The University of Massachusetts Amherst plans to expand its campus population in the spring, announcing Friday that first-year and transfer students will be invited to campus next semester after learning remotely throughout the fall.
Other undergraduate students who depend on the university for housing and dining, including international students, those taking mandatory in-person courses, and those participating in athletics or who require academic accommodations will also be eligible for on-campus housing. Those groups represent about 60 percent of the typical campus residential population, Chancellor Kumble Subbaswamy wrote in a Friday message to the campus community. He said students who decline the option to live on campus will be able to continue with remote learning, and that the school is “also exploring alternative residential options beyond the Amherst area, including increasing the housing capacity on the Mount Ida Campus in Newton.”
“While I am pleased that a larger percentage of our students will be afforded the opportunity to return to campus and take part in the immersive residential experience, my heart goes out to students to whom we are not able to extend this invitation,” Subbaswamy wrote. “Put simply, given the nature of the pandemic, the campus cannot operate at full capacity and adequately provide the virus testing, contact tracing, social distancing, and quarantine and isolation measures necessary while the pandemic continues.”

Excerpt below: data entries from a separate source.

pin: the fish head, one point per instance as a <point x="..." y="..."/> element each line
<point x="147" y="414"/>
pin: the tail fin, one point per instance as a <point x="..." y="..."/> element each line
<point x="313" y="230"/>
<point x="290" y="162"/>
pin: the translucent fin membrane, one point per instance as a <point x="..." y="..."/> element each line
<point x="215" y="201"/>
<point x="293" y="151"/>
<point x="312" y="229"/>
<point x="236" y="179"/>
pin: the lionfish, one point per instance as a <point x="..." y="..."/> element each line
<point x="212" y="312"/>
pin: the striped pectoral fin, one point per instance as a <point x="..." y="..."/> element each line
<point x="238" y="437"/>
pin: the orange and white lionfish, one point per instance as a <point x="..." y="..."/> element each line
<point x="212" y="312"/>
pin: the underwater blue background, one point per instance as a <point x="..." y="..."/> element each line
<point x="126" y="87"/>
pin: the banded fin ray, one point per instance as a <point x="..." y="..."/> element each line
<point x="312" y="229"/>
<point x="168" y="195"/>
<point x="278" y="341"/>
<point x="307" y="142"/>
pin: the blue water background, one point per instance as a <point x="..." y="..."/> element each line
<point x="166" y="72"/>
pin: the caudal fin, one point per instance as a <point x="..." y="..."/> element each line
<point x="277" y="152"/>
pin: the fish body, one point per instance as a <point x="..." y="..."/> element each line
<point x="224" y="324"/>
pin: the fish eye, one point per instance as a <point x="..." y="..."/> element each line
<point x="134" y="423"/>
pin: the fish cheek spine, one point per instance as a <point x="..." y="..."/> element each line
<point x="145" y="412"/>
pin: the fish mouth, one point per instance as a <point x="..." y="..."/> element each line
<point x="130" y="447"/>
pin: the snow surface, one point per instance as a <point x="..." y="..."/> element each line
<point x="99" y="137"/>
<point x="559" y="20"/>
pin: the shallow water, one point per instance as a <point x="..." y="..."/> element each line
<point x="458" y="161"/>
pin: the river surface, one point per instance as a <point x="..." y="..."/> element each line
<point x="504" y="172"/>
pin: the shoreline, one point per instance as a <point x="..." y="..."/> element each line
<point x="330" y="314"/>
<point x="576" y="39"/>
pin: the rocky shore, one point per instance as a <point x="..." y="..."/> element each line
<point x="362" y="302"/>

For the fall semester, the flagship UMass campus granted dorm access only to students who were taking “essential face-to-face classes,” and conducted regular testing for students living both on-campus and off-campus in the area. UMass Amherst has conducted a total of 103,000 tests and identified 153 COVID-19 cases, according to its testing dashboard, for a cumulative positivity rate of 0.15 percent. One of those positive cases was an on-campus student, and, of the other 152, 144 were off-campus students, six were off-campus staff, and two were off-campus faculty, according to the school. In his message, Subbaswamy said the confidence of UMass Amherst officials “is bolstered in part due to the success of our campus symptomatic and asymptomatic testing and contact tracing program.”
Reopening decisions are made by individual campuses in the UMass system. At UMass Boston, a spring planning committee held virtual listening sessions this week, and Chancellor Marcelo Suárez-Orozco has said it’s likely that UMB will “continue largely in remote modality for the spring semester.”
Meanwhile, K-12 education officials reported more than 200 COVID-19 cases among public school students and staff in the past week, and confirmed cases among the 0-19 age group are higher than they’ve been at any previous point in the pandemic.